Gostaríamos de procurar seus governantes, mas temos como nos entender com aqueles que não são capazes de entenderem uns aos outros. Assim como não podemos impor a força, também não podemos dar vantagens a uma nação sobre outra
Diante da estranha sensação, ela pergunta onde está e o que está ocorrendo. “Não vejo nada. Estou cega!” E o ser, que ainda está perto dela, lhe responde: “Você está em Angra dos Reis, mas não está cega. Esta é apenas uma reação momentânea sem maiores consequências. Não precisa se preocupar, pois passa logo”. Ela então se deu conta de que já estava de volta à Terra e à sua cidade. “Oh, não! Quer dizer que já estou de volta?” “Sim, se demorássemos mais onde estávamos as pessoas dariam pela tua falta, e daqui a poucos minutos você deve descer, pois já tem alguém se levantando e indo para a cozinha da tua casa”. E despediu-se.
Disco acinzentado
O extinto jornal paulista Diário da Noite, que cobriu a conferência proferida por Alex Madruga no auditório do Ministério da Educação, em São Paulo, no final de maio de 1959, considerou a história tremendamente semelhante ao “argumento de um filme em série norte- americano”, conforme foi publicado. Entre os detalhes acrescentados, o que nos soa mais revelador é o fato de ela ter admitido que, pouco antes de viajar para Angra, havia acabado de ler o livro Contato Com os Discos Voadores, de Dino Kraspedon [Veja artefato nesta edição], e que por isso desejara mentalmente o auxílio oferecido pelos seres do espaço. Sobre o estranho animal que lhe surgira repentinamente, disse que era “vermelho, semelhante a um polvo com cinco tentáculos de mais ou menos um metro e meio, ou talvez mais, com o rosto liso, sem boca nem nariz e com olhos azuis que, todavia, apresentavam expressão humana”.
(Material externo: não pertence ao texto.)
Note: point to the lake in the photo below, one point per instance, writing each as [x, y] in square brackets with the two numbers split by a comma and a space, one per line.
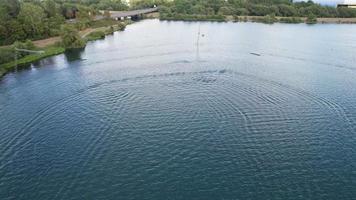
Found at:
[241, 111]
Sem que ainda tivesse se refeito do susto que a experiência lhe proporcionou, disse que “o animal passou a sofrer radical transformação — aos poucos, foi tomando forma humana até transformar-se totalmente em um homem”. Explicou que o aparelho que a conduziu apresentava a forma de um disco, era acinzentado e quase transparente, e que as casas no planeta que visitou eram todas de pedra negra, cercadas de árvores e de grama de um verde bem forte. Por fim, Alex Madruga procurou corrigir a origem dos seres, uma vez que, se tivesse sido levada pelo espaço, na atmosfera terrestre a luz seria dirigida, mas lá onde esteve a claridade era difusa, de alta luminosidade. “Tenho a impressão de que estive, em verdade, no interior da Terra”. Isto nunca poderemos confirmar.